O dualismo de Kant
Apesar de Kant ter feito uma crítica de Descartes ele não penetra na questão corpo e consciência (ou mente como querem muitos), mas naquilo que ele considerou o núcleo do pensamento cartesiano a “representação” das coisas (fenômenos):
“Toda a nossa intuição não é mais do a representação de um fenómeno ; as coisas que nós intuímos não são, em si próprias, como nós as intuímos, nem as relações entre elas são em si próprias tais como nos aparecerem;”
É pelo que ele chama de “coisa” que pode se confundir como o fenômeno, mas trata-se da tese que o ser humano tem uma espécie de software na sua cabeça que interpreta o mundo: o cérebro não é um recipiente para onde são “atirados” os objetos do mundo, ele processa “naturalmente” a cultura do mundo e a vê-lo de certa maneira.

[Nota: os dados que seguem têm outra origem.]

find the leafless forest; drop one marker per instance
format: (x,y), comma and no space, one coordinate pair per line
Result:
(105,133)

Se vivesse em nosso tempo diria que é uma pintura, e não uma fotografia, e ainda assim diria que as duas são “representações” pois não é possível conceber a realidade objetiva, apenas subjetiva, isto é, na mente do sujeito, então é ainda dualista.

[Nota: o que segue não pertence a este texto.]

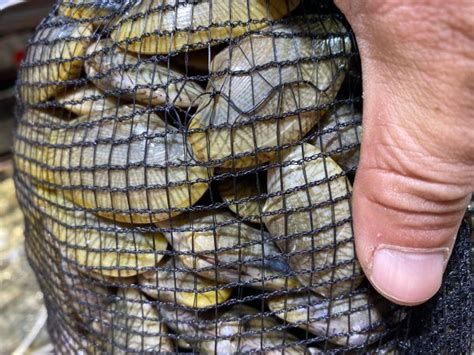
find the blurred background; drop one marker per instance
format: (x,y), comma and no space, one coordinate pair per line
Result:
(22,312)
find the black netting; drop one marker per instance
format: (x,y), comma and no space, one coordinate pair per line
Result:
(185,170)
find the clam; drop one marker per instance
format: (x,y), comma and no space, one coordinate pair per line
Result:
(91,243)
(243,196)
(139,79)
(86,295)
(127,163)
(241,329)
(171,282)
(54,58)
(86,100)
(220,248)
(340,136)
(163,26)
(268,91)
(132,325)
(310,212)
(349,320)
(30,144)
(99,11)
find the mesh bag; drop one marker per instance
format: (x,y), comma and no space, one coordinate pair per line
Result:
(185,171)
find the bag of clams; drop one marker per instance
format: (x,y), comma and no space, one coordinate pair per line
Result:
(185,170)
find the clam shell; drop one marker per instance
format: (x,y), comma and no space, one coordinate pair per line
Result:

Sua espécie de dualismo, é a oposição entre os conceitos de “intuição derivada”, por um lado, e “intuição originária”, por outro lado, não uma cultura originária, mas intuição.
Já a “intuição derivada” é, segundo Kant, a “intuição sensível” do ser humano; e a “intuição originária” é a “intuição intelectual” que Kant diz que é divina e não cultural.

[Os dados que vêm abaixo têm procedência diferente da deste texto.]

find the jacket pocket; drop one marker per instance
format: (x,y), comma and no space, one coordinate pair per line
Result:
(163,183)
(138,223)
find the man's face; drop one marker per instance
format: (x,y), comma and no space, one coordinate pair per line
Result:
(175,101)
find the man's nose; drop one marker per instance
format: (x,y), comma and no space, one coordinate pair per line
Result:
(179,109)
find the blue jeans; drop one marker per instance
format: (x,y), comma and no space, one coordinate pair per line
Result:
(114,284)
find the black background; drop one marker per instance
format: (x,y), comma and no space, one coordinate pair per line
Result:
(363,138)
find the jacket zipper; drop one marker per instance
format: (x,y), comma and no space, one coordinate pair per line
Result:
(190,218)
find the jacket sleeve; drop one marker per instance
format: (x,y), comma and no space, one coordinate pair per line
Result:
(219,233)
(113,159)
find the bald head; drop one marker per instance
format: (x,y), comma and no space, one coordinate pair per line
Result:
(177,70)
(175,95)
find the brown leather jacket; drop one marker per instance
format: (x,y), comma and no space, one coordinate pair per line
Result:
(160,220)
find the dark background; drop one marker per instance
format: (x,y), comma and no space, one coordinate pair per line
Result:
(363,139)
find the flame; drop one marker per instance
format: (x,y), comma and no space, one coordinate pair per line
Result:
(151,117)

Não fiquem felizes os religiosos, embora a maioria entenda isto como “transcendência” e que deu na religiosidade “vaga” dos dias de hoje, aquela que afirma que qualquer intuição é do “Espírito Santo”, sem ter relação com a objetividade, eis o Kant puro.
O grande problema kantiano que refletirá na filosofia, aquela que Marx dizia dos velhos hegelianos, onde o Homem e Deus estão em realidades totalmente separadas e sem alguma possibilidade de interação ontológica, eis o Deus “morto”.
O pensamento kantiano que considero mais essencial é aquele que:
“E se tirássemos do centro o nosso sujeito ou mesmo só a constituição subjetiva da sensibilidade em geral, toda a constituição, todas as relações dos objetos no espaço e no tempo, bem como o espaço e o tempo desapareceriam porque, como fenómenos, não podem existir em si próprios, mas apenas em nós.”
Quando a física moderna descobre que espaço e tempo não são absolutos, o centro de gravidade de Kant fica “balançado” e o a objetividade é questionada pois o sujeito passa a ser parte do fenômeno, então não é só representação, mas parte “ontológica”.